Reform, Education, & Renewal
Throughout Islamic history, periods of renewal were not led by anger or isolation, but by education, scholarship, translation, debate, and intellectual revival. Ghana has also seen scholars and reformers who emphasized education, literacy, intellectual renewal, and the importance of engaging with the modern world.
Hikmah sees itself as part of this long tradition of renewal through education, where the response to modern challenges is not withdrawal, not hostility, and not blind imitation, but thoughtful, disciplined, confident engagement with the world.
Hikmah does not seek to replace existing madrasas, mosques, or Islamic schools. Ghana already has a rich and diverse Islamic educational landscape. Hikmah's role is different — to complement, to focus on character and leadership, and to serve as a model for modern Islamic education.
Our Educational Aim, Restated
Hikmah aims to complement existing institutions, work and collaborate with them. We focus on character, culture, philosophy, and leadership while providing structured weekend education for students in mainstream schools.
We encourage students to ask questions, to think, to discuss, and to respectfully disagree. A confident student is not one who memorizes the most, but one who can think clearly, speak respectfully, and listen carefully.
We want our students to be able to sit in any room — whether in Accra, London, Dubai, or New York — and speak intelligently about their faith, their culture, their society, and the world.
Freedom without discipline leads to chaos.

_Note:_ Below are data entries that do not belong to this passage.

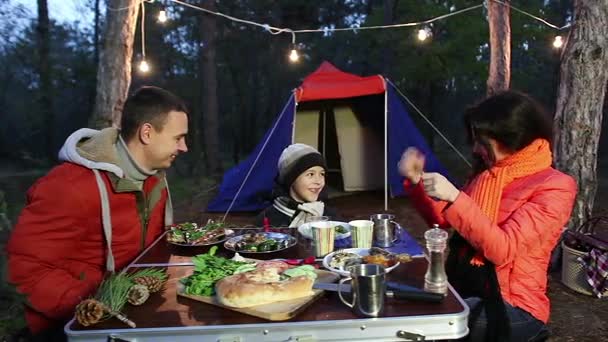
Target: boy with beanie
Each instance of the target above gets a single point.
(300, 181)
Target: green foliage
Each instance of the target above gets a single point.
(114, 291)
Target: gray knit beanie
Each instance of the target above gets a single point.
(296, 159)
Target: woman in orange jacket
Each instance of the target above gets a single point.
(507, 219)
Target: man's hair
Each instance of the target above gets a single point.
(148, 105)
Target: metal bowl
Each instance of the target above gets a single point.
(285, 241)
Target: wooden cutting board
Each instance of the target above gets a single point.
(277, 311)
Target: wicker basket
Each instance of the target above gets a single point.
(573, 272)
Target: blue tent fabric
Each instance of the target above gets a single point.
(263, 170)
(402, 133)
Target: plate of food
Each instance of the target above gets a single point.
(342, 230)
(273, 289)
(193, 234)
(338, 261)
(266, 242)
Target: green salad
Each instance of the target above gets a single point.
(208, 269)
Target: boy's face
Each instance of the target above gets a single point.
(308, 185)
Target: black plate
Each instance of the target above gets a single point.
(228, 233)
(290, 241)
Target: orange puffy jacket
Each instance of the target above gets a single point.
(533, 211)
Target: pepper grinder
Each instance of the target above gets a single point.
(435, 279)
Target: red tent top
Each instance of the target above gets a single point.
(329, 82)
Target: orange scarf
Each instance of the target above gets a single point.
(487, 187)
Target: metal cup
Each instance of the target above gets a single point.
(385, 230)
(368, 283)
(362, 233)
(323, 234)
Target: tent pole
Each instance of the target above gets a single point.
(295, 111)
(385, 148)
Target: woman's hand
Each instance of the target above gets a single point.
(411, 164)
(436, 185)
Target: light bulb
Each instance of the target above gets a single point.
(423, 34)
(143, 66)
(558, 42)
(162, 16)
(293, 56)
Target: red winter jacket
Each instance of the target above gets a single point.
(57, 250)
(533, 211)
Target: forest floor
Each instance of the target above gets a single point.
(574, 317)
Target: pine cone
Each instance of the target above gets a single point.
(154, 284)
(138, 294)
(89, 312)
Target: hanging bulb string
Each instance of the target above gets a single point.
(143, 34)
(531, 15)
(277, 30)
(376, 27)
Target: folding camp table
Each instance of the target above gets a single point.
(168, 317)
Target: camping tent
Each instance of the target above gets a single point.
(358, 123)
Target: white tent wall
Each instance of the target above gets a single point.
(360, 149)
(306, 128)
(360, 152)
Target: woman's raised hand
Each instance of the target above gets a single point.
(437, 186)
(411, 165)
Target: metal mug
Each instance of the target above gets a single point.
(385, 230)
(368, 284)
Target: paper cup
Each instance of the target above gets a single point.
(323, 234)
(362, 233)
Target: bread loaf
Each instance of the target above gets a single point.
(261, 286)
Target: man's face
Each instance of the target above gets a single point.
(165, 144)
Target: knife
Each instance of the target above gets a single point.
(408, 294)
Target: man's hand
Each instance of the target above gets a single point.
(411, 164)
(436, 185)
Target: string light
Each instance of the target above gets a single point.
(162, 16)
(144, 66)
(293, 55)
(424, 34)
(558, 42)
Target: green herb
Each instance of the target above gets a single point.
(114, 290)
(208, 269)
(150, 272)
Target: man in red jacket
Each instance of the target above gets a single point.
(98, 209)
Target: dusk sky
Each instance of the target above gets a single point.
(60, 10)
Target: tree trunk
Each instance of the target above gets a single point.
(580, 98)
(208, 32)
(45, 98)
(114, 69)
(499, 77)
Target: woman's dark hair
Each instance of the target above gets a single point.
(512, 118)
(148, 105)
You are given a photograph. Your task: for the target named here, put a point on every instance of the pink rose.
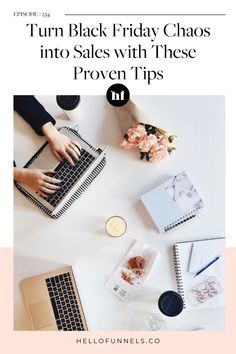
(148, 142)
(135, 135)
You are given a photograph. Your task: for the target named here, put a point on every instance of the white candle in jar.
(116, 226)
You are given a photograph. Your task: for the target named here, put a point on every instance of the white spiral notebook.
(207, 289)
(173, 202)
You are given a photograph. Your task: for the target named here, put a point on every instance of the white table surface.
(78, 238)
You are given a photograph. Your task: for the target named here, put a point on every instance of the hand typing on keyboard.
(61, 145)
(38, 180)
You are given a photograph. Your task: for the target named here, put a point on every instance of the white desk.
(43, 244)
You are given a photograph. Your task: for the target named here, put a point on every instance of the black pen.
(208, 265)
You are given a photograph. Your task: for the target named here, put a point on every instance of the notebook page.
(161, 207)
(217, 270)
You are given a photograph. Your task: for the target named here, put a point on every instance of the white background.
(23, 72)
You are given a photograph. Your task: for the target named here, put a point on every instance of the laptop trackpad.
(41, 314)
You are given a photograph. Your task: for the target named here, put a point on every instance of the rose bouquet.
(154, 144)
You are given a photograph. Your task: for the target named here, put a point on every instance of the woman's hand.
(61, 145)
(38, 180)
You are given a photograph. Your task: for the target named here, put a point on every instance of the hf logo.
(118, 95)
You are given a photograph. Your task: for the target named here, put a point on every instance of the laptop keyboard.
(69, 175)
(64, 303)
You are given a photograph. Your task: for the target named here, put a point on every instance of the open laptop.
(75, 178)
(53, 302)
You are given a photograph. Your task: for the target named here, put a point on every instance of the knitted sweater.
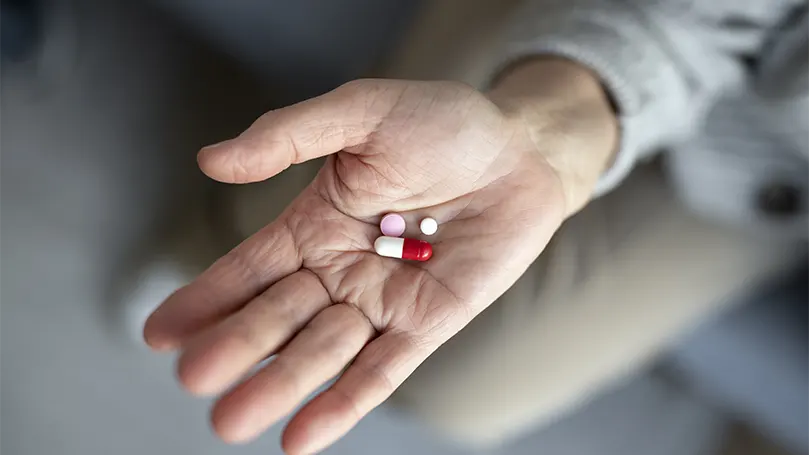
(721, 85)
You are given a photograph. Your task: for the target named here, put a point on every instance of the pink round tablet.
(392, 225)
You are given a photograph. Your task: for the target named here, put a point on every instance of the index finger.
(314, 128)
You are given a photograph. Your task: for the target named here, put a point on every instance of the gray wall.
(301, 47)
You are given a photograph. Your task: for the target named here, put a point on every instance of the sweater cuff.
(633, 70)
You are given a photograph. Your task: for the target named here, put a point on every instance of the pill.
(399, 248)
(392, 225)
(429, 226)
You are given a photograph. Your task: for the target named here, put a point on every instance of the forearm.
(562, 102)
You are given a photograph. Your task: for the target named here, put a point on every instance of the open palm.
(309, 289)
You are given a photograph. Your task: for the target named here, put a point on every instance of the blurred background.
(103, 105)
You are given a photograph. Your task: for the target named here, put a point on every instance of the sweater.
(721, 86)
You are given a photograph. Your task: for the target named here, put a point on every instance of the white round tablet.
(428, 226)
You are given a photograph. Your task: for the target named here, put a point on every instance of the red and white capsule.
(399, 248)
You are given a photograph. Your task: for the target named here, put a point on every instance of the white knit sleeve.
(663, 61)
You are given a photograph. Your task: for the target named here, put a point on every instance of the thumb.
(342, 118)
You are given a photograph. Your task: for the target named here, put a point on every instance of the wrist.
(568, 116)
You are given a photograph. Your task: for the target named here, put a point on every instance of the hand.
(309, 289)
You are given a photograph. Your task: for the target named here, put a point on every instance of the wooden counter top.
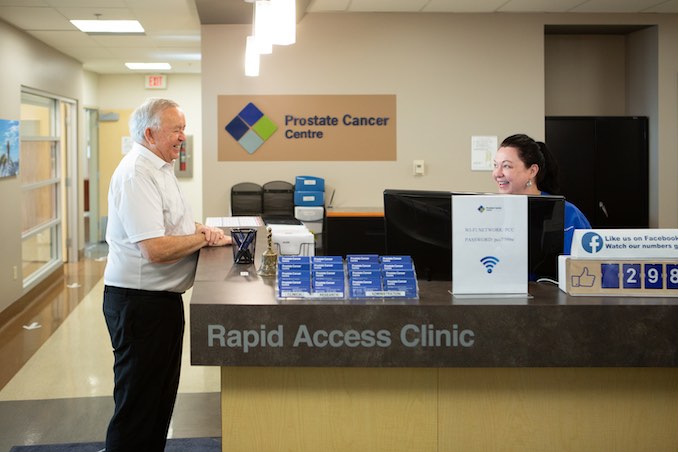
(232, 306)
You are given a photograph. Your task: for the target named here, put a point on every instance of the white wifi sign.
(489, 262)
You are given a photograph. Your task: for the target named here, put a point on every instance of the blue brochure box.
(328, 274)
(362, 258)
(328, 259)
(288, 286)
(407, 286)
(390, 274)
(325, 266)
(329, 285)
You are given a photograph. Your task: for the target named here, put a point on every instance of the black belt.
(128, 291)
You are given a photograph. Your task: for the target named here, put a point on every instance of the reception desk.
(543, 372)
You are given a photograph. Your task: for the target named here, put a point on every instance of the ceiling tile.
(617, 6)
(35, 18)
(462, 6)
(320, 6)
(539, 6)
(62, 39)
(387, 5)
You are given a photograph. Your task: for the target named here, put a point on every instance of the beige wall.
(454, 76)
(29, 63)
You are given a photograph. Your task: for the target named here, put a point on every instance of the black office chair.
(247, 199)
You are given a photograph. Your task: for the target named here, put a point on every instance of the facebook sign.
(592, 242)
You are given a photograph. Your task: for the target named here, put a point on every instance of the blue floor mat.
(173, 445)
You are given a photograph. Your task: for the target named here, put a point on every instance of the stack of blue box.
(371, 275)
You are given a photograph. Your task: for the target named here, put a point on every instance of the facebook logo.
(592, 242)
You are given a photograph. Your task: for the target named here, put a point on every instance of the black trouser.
(146, 329)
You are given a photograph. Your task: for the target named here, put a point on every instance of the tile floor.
(62, 389)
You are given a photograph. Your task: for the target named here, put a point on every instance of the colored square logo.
(251, 128)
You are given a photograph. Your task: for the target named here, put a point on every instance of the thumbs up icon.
(583, 280)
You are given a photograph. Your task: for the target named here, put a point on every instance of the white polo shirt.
(144, 202)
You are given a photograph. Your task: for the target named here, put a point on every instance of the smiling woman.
(523, 166)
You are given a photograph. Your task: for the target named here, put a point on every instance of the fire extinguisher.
(182, 157)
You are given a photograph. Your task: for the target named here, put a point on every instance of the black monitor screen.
(418, 223)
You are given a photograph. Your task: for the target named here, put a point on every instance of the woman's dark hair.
(535, 152)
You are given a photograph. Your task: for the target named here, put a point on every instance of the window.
(41, 186)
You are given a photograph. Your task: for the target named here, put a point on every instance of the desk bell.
(269, 258)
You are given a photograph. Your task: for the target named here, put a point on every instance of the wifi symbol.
(489, 262)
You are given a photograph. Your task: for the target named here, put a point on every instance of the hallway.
(56, 378)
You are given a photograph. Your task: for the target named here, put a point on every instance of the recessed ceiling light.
(148, 66)
(108, 26)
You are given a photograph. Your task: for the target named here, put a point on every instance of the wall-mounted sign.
(183, 166)
(307, 127)
(9, 153)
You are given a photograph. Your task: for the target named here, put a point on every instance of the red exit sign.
(156, 82)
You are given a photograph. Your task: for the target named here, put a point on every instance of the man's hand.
(213, 236)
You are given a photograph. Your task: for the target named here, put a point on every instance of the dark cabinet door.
(622, 172)
(603, 167)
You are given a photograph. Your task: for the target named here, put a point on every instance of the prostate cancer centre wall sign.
(306, 127)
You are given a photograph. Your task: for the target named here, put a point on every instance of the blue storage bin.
(309, 198)
(309, 183)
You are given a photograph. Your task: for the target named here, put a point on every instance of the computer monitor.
(418, 223)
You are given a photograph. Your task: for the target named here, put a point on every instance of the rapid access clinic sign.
(307, 128)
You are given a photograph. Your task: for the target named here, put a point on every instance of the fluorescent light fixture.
(148, 66)
(251, 58)
(263, 27)
(108, 26)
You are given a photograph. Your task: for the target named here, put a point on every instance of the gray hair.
(147, 115)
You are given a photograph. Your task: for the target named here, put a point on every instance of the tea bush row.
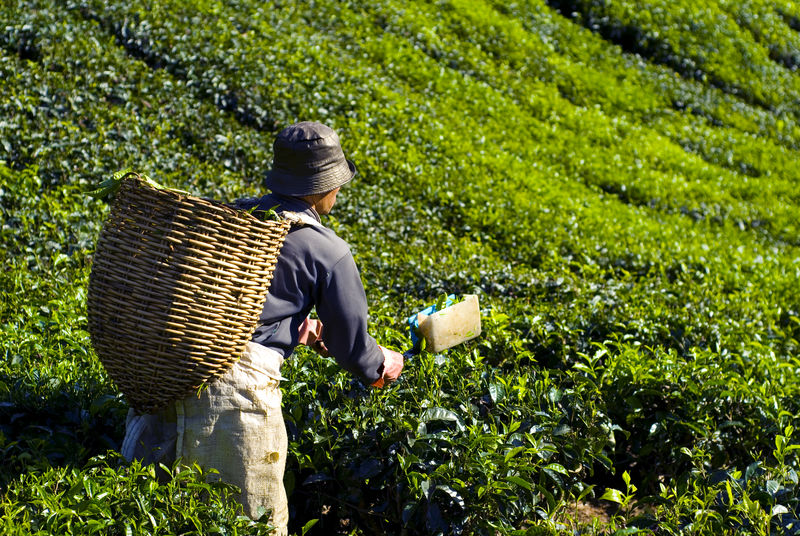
(578, 224)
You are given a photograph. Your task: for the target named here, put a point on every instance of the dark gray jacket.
(316, 269)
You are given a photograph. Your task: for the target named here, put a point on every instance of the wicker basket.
(176, 289)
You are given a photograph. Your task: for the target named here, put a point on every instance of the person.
(235, 423)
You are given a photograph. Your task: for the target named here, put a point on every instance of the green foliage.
(111, 497)
(616, 180)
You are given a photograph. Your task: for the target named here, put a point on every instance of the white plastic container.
(452, 325)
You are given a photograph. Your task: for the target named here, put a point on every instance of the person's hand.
(392, 367)
(310, 334)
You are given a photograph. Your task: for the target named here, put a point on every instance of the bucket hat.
(308, 159)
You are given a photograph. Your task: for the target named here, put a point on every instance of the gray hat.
(308, 160)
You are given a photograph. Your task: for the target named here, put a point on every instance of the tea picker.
(194, 305)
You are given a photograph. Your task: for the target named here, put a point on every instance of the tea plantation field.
(618, 181)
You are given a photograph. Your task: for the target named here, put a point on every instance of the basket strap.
(298, 218)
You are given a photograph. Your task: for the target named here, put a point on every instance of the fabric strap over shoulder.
(299, 219)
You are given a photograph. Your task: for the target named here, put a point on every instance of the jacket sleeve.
(342, 306)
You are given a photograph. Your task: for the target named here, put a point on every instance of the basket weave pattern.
(176, 289)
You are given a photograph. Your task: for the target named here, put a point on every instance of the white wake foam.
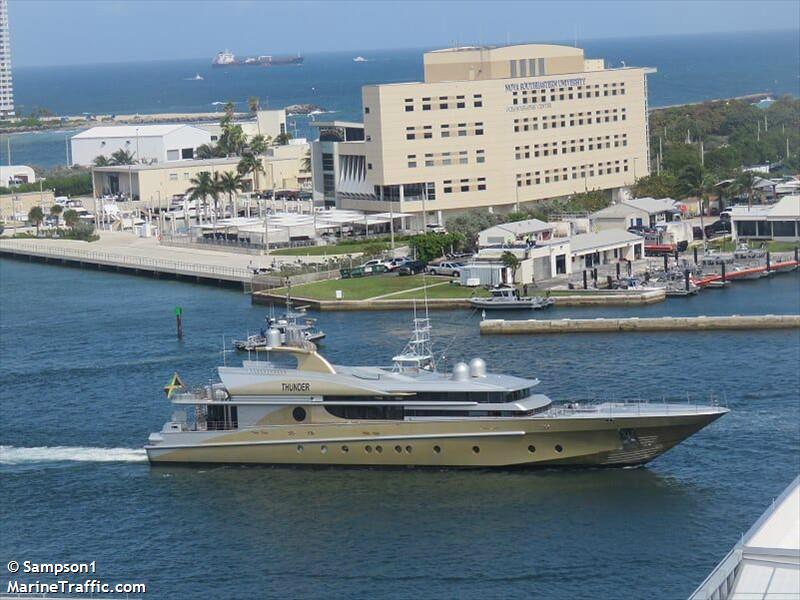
(11, 455)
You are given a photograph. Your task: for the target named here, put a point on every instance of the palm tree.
(36, 216)
(230, 183)
(204, 151)
(282, 138)
(696, 182)
(71, 217)
(745, 183)
(202, 187)
(250, 164)
(258, 145)
(121, 157)
(56, 211)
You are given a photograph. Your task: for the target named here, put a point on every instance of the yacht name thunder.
(408, 414)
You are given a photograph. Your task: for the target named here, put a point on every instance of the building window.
(328, 184)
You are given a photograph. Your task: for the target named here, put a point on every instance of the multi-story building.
(497, 127)
(6, 87)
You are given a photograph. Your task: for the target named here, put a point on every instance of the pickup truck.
(450, 269)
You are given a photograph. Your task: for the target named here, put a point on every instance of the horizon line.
(422, 47)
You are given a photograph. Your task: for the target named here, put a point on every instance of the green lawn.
(331, 250)
(358, 288)
(446, 290)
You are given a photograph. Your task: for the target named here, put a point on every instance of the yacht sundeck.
(407, 414)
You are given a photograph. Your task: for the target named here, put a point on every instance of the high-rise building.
(6, 88)
(492, 127)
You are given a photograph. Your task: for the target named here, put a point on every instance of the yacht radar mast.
(417, 354)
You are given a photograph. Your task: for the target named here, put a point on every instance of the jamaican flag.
(174, 384)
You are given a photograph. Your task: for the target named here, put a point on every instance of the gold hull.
(512, 442)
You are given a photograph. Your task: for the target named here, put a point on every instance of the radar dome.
(477, 367)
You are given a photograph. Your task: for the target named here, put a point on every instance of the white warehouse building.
(147, 144)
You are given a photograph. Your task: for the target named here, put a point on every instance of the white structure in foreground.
(765, 564)
(779, 221)
(146, 143)
(16, 174)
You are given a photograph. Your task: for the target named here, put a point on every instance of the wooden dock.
(600, 325)
(138, 265)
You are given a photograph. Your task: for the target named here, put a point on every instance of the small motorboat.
(295, 321)
(509, 298)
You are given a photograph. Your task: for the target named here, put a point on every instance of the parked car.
(412, 267)
(373, 266)
(451, 269)
(396, 263)
(717, 228)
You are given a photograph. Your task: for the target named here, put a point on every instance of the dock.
(601, 325)
(196, 269)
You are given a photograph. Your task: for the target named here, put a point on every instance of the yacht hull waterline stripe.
(340, 440)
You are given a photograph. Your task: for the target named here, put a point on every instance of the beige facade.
(501, 127)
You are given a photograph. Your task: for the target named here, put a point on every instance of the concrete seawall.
(617, 298)
(702, 323)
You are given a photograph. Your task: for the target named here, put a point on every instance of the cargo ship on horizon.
(228, 59)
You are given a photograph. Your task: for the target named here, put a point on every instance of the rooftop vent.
(460, 372)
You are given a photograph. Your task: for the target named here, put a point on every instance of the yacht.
(505, 297)
(408, 414)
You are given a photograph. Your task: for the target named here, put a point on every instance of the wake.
(12, 455)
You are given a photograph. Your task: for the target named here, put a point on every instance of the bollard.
(179, 321)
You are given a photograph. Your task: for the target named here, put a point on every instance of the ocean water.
(81, 380)
(690, 68)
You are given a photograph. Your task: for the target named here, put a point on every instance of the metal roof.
(585, 242)
(130, 131)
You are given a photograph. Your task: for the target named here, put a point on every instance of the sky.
(61, 32)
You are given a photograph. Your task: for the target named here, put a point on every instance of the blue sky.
(57, 32)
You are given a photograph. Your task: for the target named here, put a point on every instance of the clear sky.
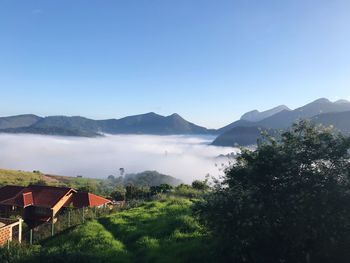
(208, 60)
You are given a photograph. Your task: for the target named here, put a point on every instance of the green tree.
(286, 201)
(200, 185)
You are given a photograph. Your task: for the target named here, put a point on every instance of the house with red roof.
(39, 204)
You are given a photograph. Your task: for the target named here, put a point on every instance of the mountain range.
(149, 123)
(322, 111)
(244, 131)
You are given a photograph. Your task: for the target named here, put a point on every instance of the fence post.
(31, 236)
(20, 230)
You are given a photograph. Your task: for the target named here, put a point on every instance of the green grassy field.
(157, 231)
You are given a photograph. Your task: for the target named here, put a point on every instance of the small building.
(10, 229)
(40, 204)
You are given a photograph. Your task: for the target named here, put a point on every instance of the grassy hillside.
(157, 231)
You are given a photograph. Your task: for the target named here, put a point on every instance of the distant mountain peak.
(321, 101)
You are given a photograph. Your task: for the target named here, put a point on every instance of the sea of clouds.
(184, 157)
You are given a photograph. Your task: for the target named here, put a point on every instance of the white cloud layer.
(184, 157)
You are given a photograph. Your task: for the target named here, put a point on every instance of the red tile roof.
(42, 196)
(82, 199)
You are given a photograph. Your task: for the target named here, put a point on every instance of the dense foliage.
(157, 231)
(286, 201)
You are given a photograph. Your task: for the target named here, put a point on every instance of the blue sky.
(209, 61)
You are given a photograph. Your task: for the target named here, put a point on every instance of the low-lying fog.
(184, 157)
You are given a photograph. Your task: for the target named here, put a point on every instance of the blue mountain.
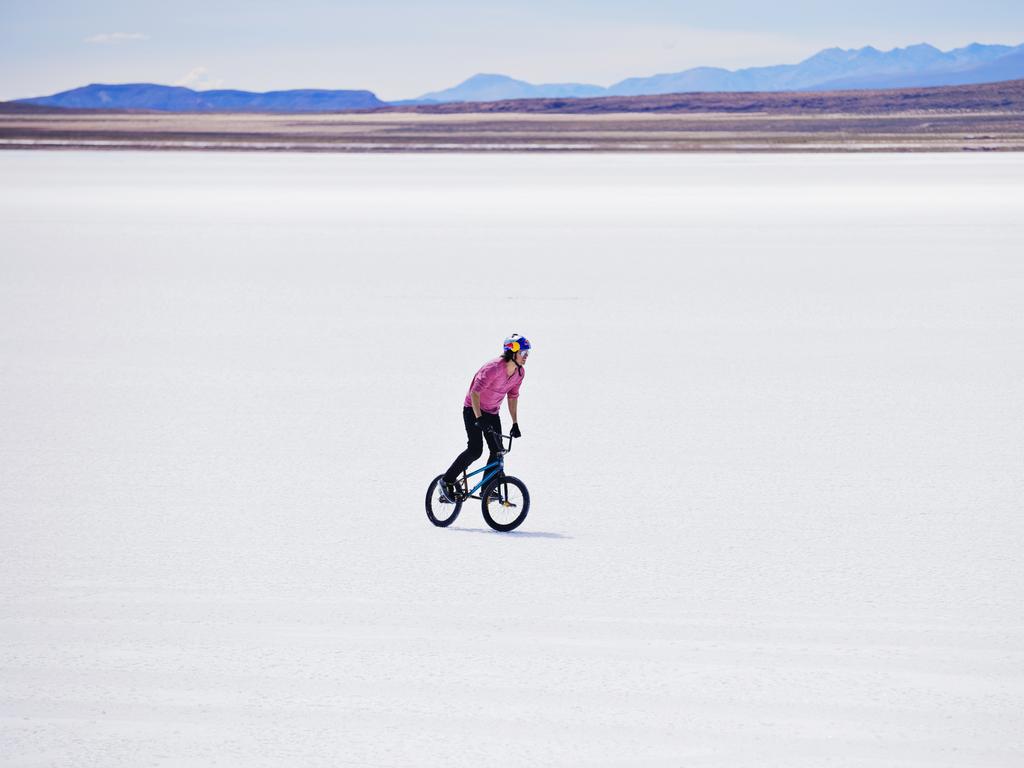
(499, 87)
(177, 98)
(915, 66)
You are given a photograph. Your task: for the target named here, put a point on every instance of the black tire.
(510, 508)
(440, 513)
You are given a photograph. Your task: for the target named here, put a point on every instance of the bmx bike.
(504, 500)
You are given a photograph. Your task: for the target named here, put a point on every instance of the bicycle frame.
(500, 464)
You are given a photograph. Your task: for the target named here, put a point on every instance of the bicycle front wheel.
(506, 503)
(440, 511)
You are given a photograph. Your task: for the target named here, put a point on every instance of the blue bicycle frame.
(500, 464)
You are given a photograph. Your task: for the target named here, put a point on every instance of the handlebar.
(491, 431)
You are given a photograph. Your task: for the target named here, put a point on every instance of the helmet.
(516, 343)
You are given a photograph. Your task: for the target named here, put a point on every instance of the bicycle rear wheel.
(440, 512)
(506, 503)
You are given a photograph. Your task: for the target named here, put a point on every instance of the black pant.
(474, 445)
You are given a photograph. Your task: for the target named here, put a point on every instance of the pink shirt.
(492, 383)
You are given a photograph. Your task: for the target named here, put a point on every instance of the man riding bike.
(495, 381)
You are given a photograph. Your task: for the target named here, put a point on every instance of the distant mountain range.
(177, 98)
(833, 69)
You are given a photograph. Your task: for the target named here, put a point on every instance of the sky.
(403, 48)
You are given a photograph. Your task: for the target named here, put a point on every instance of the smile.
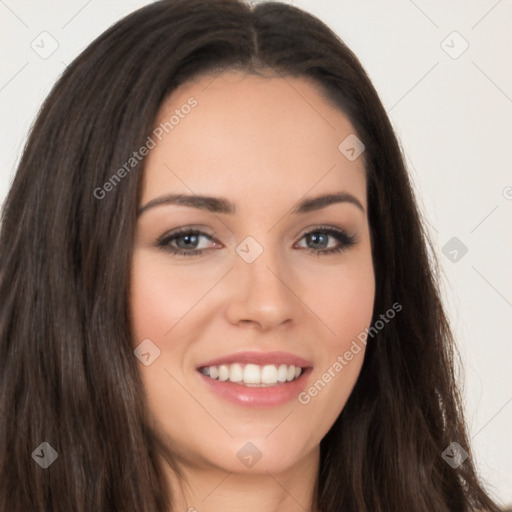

Knowledge without discipline leads to arrogance. Hikmah places strong emphasis on time management, responsibility, self-control, respect for parents and teachers, and commitment to work.
Ultimately, Hikmah aims to nurture students who will become leaders in their professions, communities, and families — not through loudness or dominance, but through responsibility, integrity, calm judgment, and the ability to bring people together.
Every society eventually becomes what it teaches its children.
Education is an act of civilizational responsibility — not just a preparation for examinations.
At Hikmah, we try — in our own small way — to educate not only the mind, but also the character, the identity, the imagination, and the conscience. We believe that if we succeed in this, even partially, our students will grow up not only as successful individuals, but as thoughtful human beings who build families, communities, institutions, and societies with wisdom, discipline, and compassion.
And that, ultimately, is the purpose of education.